Ingredients

The following ingredients have 4 Servings
  • 2 cups old-fashioned rolled oats, uncooked
  • 1 teaspoon baking powder
  • 1-1/2 teaspoons pumpkin pie spice
  • 1/2 teaspoon ground cinnamon
  • 1/2 teaspoon salt
  • 1-1/2 cups unsweetened almond milk
  • 1 cup canned pumpkin puree (or make your own fresh)

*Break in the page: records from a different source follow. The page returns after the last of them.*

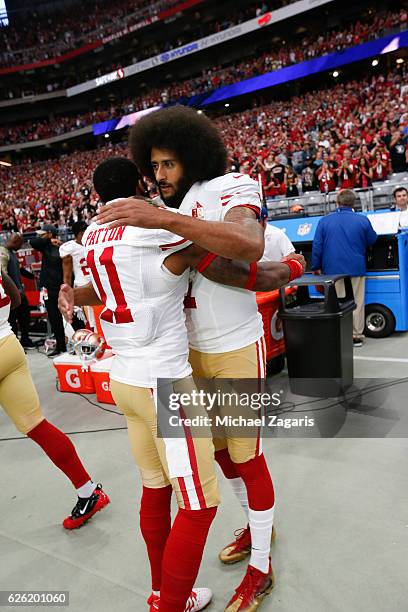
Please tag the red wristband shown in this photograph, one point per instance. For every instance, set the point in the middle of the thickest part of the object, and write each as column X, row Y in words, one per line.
column 295, row 267
column 205, row 262
column 253, row 268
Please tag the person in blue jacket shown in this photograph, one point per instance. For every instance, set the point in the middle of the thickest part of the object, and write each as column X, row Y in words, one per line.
column 339, row 247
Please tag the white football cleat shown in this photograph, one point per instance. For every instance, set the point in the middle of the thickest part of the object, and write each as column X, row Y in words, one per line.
column 198, row 600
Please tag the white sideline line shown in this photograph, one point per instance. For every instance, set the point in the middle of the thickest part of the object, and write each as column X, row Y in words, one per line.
column 393, row 359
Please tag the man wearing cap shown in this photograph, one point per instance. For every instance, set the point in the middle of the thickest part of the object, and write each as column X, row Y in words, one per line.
column 51, row 279
column 9, row 264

  • 1/4 cup pure maple syrup
  • 1 tablespoon ground flaxseed
  • 1 tablespoon coconut oil, melted
  • 1 teaspoon vanilla extract
  • 1/3 cup dried cranberries

Instruction

  • Preheat oven to 350F degrees. Lightly grease a 12-cup muffin pan with non-stick spray.
  • In a medium mixing bowl, whisk together the oats, baking powder, pumpkin spice, cinnamon and salt.

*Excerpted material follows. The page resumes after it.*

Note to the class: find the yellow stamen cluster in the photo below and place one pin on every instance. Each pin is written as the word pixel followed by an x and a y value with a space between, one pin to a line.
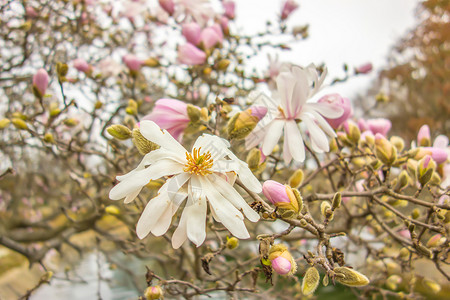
pixel 198 164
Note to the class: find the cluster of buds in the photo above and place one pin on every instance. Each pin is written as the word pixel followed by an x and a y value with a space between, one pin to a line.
pixel 287 200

  • In another bowl, stir together the almond milk, pumpkin puree, maple syrup, ground flaxseed, coconut oil and vanilla until well mixed.
  • Stir the wet mixture into the dry oat mixture until thoroughly combined. Fold in the dried cranberries.
  • Divide batter evenly between the 12 muffin cups.
  • Bake for 20 - 25 minutes, or until a toothpick inserted near the center of the muffins comes out clean, or with a few moist crumbs.
  • Allow muffins to cool in the pan for 10 minutes before removing to a wire rack to cool completely. Store muffin cups in an airtight container.